Caitríona Rós Lucas (41) was an active and highly qualified member of one of the busiest Irish Coast Guard units in the country at Doolin, Co Clare. Earlier this month the librarian and mother-of-two became the first member of the Irish Coast Guard to die on active service when her boat capsized while out searching for a missing man off the coast of Kilkee.
Caitríona Lucas (Née Deely) was the first member of the unit to volunteer for the mission and her husband, Bernard, says that any time the pager went on she responded immediately. “She never refused to help others.”
A native of Ballyvaughan, in north Clare, Caitríona Lucas joined the unit in March 2006 and served there along with her husband and 34 others.
She gave 700 hours of her time every year to the unit, and during her 10 years with it built up many skills and qualifications that underlined her commitment. Climbing instructor, first aid, boat coxswain, leadership in voluntary emergency service, initial response management, search skills instructor, applied suicide intervention training, offshore emergency care and navigation and stability were among the many disciplines she mastered.
She was also a member of the Search and Rescue Dog Association (SARDA). She served as its national secretary for three years, and, along with her husband, responded to call-outs that could last all night, before she would return home to face a day’s work.

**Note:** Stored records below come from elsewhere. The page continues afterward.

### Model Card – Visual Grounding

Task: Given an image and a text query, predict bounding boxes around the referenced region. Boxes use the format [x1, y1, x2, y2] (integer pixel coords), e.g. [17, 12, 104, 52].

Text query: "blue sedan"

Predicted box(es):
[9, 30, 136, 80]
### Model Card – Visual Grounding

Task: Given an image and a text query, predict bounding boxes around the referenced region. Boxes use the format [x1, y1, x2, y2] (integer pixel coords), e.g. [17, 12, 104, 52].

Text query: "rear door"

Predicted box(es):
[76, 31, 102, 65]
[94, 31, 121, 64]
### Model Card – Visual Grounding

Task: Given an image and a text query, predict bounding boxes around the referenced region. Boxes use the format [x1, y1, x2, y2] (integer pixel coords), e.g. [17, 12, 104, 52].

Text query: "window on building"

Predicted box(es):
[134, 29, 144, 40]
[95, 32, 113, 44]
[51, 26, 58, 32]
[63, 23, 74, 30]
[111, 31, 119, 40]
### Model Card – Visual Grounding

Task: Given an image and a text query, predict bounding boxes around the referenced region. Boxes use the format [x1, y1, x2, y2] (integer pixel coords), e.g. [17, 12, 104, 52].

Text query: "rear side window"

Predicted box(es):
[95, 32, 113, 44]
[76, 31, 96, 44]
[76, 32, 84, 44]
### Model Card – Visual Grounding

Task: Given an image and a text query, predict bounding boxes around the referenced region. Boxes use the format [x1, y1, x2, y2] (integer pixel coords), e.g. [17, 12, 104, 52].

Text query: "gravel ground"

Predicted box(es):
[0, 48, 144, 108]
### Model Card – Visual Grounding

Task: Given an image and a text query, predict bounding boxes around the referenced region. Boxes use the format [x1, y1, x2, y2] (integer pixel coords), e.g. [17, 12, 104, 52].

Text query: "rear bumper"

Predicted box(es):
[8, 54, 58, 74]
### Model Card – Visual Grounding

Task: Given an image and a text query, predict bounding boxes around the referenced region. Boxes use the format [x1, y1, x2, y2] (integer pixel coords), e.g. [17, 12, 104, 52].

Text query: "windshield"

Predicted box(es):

She was educated at Ballyvaughan National School and the Mary Immaculate Convent of Mercy Secondary School in Lisdoonvarna. According to her older sister, Bríd, growing up in the Burren gave her "a deep appreciation of wildlife and nature", which was also fostered by her parents Tom and Mary.
She loved the Spring Gentian wildflower and considered it her emblem. Her love of animals continued in her adult years with her involvement in SARDA and the many pet animals around the Lucas home in
At school she showed a talent for art, and went on to study art at Sligo IT. She was considered to have a distinctive style of painting and drawing, particularly when depicting animals.
She later worked at the Aillwee Caves near Ballyvaughan and in retail before becoming a librarian with Clare Co Council 16 years ago.
In her work at Ennistymon, Lisdoonvarna and Corofin libraries, she was able to bring what Liscannor parish priest Fr Denis Crosby told mourners at her funeral Mass was her "playful, creative spirit" to produce popular and special projects for the children who attended the libraries.
Numbers had to be capped for her Lego club there, such was its popularity, while she painted Roald Dahl figures on the windows of Ennistymon library and made figures of Dahl's best known characters for a planned celebration of the Roald Dahl 100th anniversary.
At the library, her work went beyond lending out books and putting on special projects for children. She is remembered for her empathy, understanding and her sympathetic ear for those who visited the library.
She was also able to use her talent for art in her role as education officer with the Doolin Coast Guard unit by making models of the unit’s rescue boats and paintings of the Shannon Coast Guard helicopter and Doolin rescue boat.
At the time of her death, she was studying for a Bachelor of Science in information and library studies in Aberystwyth University, Wales, a course she had been due to finish in 2017.
Along with their shared passion for the rescue service and the Doolin Coast Guard, she and her husband also travelled widely, and had completed the Camino de Santiago walk in
with their children Ben (21) and Emma (17).
Since her death, her life of giving, both through her voluntary work and her work in the local library, has been the subject of glowing tributes both locally and nationally. But her family remember above all her warmth, her laughter, and her generosity as a devoted mother, wife, sister, daughter, neighbour and friend. Her sister Bríd says that family always came first. “Bernard was her soulmate . . . Her children Ben and Emma were her pride and joy. She was mother and friend to them, supporting and guiding them but always allowing them to be their own person and make their own choices.”
Her husband recalls, “No problem or challenge was too big for her to overcome and she always knew what to say to other people to comfort them.”
Caitríona Lucas is survived by her husband Bernard, son Ben and daughter Emma, as well as her parents Tom and Mary, her brothers Pádraig and Colm, and sister Bríd.